The reference doesn’t seem to register. “I’m not sure I follow.”

There’s a slow, syrupy quality to Perry’s responses that almost makes him seem harmless, but Kyung isn’t fooled. He knows what this man is capable of. The last time his mother saw him, he looked like a monster.

“So is Sharon your girlfriend?”

“No, not really. She’s just a friend.”

“She must be a pretty good friend to drive the car you stole all the way up to Vermont. You know that’s how we found you, right? She just left a brand-new Lincoln on the side of a road and hopped the bus back home. Didn’t even stop to think that maybe she should have found a better hiding place for it. I bet you told her to wipe the prints, right?”

He waits for an answer, but doesn’t get one.

“Lucky for us, meth heads aren’t too thorough. Sharon left a couple on the armrest.” He laughs again. “It took us a while, but we finally caught up with her this morning while she was out trolling the park with the other junkies. Didn’t have her in a holding cell for more than a few hours before she started telling us all about you. It doesn’t really look like you’re going to be friends anymore.”
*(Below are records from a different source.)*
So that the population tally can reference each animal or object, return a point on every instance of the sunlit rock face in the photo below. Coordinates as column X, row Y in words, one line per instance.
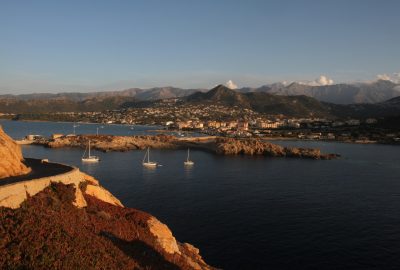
column 10, row 157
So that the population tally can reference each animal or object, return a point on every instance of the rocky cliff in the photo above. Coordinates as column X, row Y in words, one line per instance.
column 69, row 221
column 113, row 143
column 217, row 145
column 11, row 160
column 229, row 146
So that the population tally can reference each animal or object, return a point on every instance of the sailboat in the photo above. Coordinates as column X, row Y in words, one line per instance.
column 188, row 162
column 89, row 157
column 148, row 163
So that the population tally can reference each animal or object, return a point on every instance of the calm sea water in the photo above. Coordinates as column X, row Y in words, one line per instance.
column 262, row 213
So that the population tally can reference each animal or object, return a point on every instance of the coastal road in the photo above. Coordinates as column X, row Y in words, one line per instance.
column 39, row 170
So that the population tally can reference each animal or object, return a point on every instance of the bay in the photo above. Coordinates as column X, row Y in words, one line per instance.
column 256, row 212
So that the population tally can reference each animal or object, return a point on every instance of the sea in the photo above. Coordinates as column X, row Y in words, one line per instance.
column 247, row 212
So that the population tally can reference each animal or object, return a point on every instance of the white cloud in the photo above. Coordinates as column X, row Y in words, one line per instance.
column 322, row 80
column 394, row 77
column 230, row 84
column 383, row 77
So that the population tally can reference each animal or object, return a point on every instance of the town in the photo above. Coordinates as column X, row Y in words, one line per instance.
column 233, row 121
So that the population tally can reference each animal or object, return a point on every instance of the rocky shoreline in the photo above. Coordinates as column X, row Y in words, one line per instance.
column 52, row 219
column 216, row 145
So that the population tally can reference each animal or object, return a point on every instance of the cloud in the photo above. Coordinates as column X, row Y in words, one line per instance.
column 230, row 84
column 383, row 77
column 322, row 80
column 394, row 77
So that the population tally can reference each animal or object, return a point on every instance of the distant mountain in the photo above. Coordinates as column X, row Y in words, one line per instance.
column 375, row 92
column 220, row 94
column 138, row 93
column 300, row 106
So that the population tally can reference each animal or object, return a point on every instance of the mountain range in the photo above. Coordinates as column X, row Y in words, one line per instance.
column 373, row 92
column 273, row 99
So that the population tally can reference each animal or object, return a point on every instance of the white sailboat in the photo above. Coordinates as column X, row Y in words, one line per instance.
column 89, row 157
column 188, row 162
column 148, row 163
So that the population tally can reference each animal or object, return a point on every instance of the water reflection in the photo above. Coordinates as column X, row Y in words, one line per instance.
column 188, row 171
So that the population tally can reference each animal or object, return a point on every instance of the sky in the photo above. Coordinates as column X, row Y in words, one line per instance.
column 64, row 46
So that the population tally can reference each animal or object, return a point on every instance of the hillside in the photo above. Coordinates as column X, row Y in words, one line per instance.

Perry balls up the wrappers from his food and puts them in the bag. He doesn’t appear fazed by what he just heard, not at all. “Can you tell me where my brother’s buried?”

Detective Smalley seems thrown by the question. “How do you know he’s dead?”

“Because I saw him. In the bathroom of that couple’s house. He was dead when I left.”

“You’re admitting you were there?”

Perry looks at him, exhausted and unwilling to play. Then he turns to the window, as if to address everyone standing on the other side of it. “I think you all know I was there. I’m willing to cooperate. I’d just really like to know where my brother’s buried.”

Tim nudges Kyung in the ribs. “This one’s finished,” he says, smiling. “He’s not even smart enough to lie.”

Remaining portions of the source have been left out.